-
Type:
Bug
-
Resolution: Fixed
-
Priority:
Major - P3
-
Affects Version/s: None
-
Component/s: Live Restore
-
None
-
Environment:GCC 13, Ubuntu 24.04
-
Storage Engines - Persistence
-
88.94
-
None
-
1
__live_restore_fh_read(src/live_restore/live_restore_fs.c) contains a fast path at line 760 that is intended to return immediately when the destination file is fully migrated (WTI_DEST_COMPLETE), bypassing the file lock and the slow path entirely.
The fast path dispatches the read with WT_RET rather than a return. The WT_RET macro only returns from the calling function when the inner expression evaluates to a non-zero (error) value. On success, (which is the normal case) execution falls through and continues into the slow path body at line 763, where __wt_readlock is called.

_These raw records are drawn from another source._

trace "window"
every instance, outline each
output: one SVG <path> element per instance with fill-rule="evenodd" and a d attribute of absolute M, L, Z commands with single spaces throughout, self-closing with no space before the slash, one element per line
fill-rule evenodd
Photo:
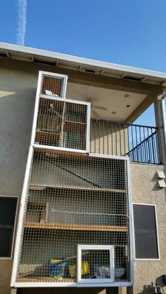
<path fill-rule="evenodd" d="M 18 197 L 0 196 L 0 258 L 12 255 Z"/>
<path fill-rule="evenodd" d="M 113 283 L 114 250 L 113 246 L 78 245 L 77 281 Z"/>
<path fill-rule="evenodd" d="M 135 258 L 158 259 L 155 206 L 134 204 Z"/>

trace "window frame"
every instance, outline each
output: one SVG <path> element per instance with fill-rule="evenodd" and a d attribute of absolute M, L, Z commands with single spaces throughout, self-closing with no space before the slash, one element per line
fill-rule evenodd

The slow path then re-evaluates WTI_DEST_COMPLETE via __live_restore_can_service_read, returns true and issues a second redundant read from the destination before releasing the lock.

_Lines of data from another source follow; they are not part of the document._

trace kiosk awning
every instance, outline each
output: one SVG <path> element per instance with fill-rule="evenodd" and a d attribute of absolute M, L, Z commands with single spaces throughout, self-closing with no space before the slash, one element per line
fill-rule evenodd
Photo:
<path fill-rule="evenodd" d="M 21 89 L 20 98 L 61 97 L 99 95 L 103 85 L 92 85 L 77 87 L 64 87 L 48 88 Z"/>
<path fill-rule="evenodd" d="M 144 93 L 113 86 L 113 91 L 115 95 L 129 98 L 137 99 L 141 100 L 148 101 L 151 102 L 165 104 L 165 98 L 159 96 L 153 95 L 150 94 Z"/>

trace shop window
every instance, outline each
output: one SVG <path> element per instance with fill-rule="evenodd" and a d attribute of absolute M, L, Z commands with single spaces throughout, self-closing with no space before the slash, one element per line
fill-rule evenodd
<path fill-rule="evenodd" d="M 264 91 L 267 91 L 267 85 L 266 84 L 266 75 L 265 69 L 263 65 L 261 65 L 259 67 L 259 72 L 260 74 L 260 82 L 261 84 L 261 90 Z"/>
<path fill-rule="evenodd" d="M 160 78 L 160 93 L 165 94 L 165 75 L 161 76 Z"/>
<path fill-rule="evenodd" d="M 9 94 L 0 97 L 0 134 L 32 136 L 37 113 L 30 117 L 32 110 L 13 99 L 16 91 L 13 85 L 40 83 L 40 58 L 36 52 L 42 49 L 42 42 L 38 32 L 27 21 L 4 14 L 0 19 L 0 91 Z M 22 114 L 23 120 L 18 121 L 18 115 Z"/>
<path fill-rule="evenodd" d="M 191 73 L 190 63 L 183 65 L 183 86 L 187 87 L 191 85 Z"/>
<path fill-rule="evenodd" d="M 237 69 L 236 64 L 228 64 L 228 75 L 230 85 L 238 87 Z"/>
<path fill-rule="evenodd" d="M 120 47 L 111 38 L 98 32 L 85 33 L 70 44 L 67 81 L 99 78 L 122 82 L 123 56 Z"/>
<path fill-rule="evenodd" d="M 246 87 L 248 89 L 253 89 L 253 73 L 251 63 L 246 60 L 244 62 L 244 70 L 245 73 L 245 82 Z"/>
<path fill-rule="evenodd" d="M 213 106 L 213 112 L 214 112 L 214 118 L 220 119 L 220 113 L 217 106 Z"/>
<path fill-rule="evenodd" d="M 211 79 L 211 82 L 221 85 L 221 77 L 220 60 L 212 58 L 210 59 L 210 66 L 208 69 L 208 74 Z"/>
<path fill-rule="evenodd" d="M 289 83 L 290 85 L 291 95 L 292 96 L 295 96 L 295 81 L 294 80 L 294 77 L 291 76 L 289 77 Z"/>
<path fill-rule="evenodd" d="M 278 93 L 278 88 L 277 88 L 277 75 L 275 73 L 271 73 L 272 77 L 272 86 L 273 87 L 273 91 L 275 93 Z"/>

Note: The bug is not a corner case like it fires on every read to every file handle once migration finishes, which is the normal operating state. No data loss or crash occurs, but the fast-path contract is violated, every affected read performs twice the destination I/O, and reads unnecessarily contend with concurrent write locks that the fast path is designed to bypass entirely.
For ReProduce:
A Catch2 regression test in the test/catch2/live_restore/api/test_live_restore_fh_read_fast_path.cpp file (tag is [live_restore_fh_read_fast_path]) demonstrates the defect mechanically.
I intentionally did not include the test code in the PR; we can discuss whether the test code is appropriate for the PR. I have attached the test code. However, I have implemented the fix in the PR.
Purposed Fix:
change at line 761 of src/live_restore/live_restore_fs.c, replace WT_RET with return.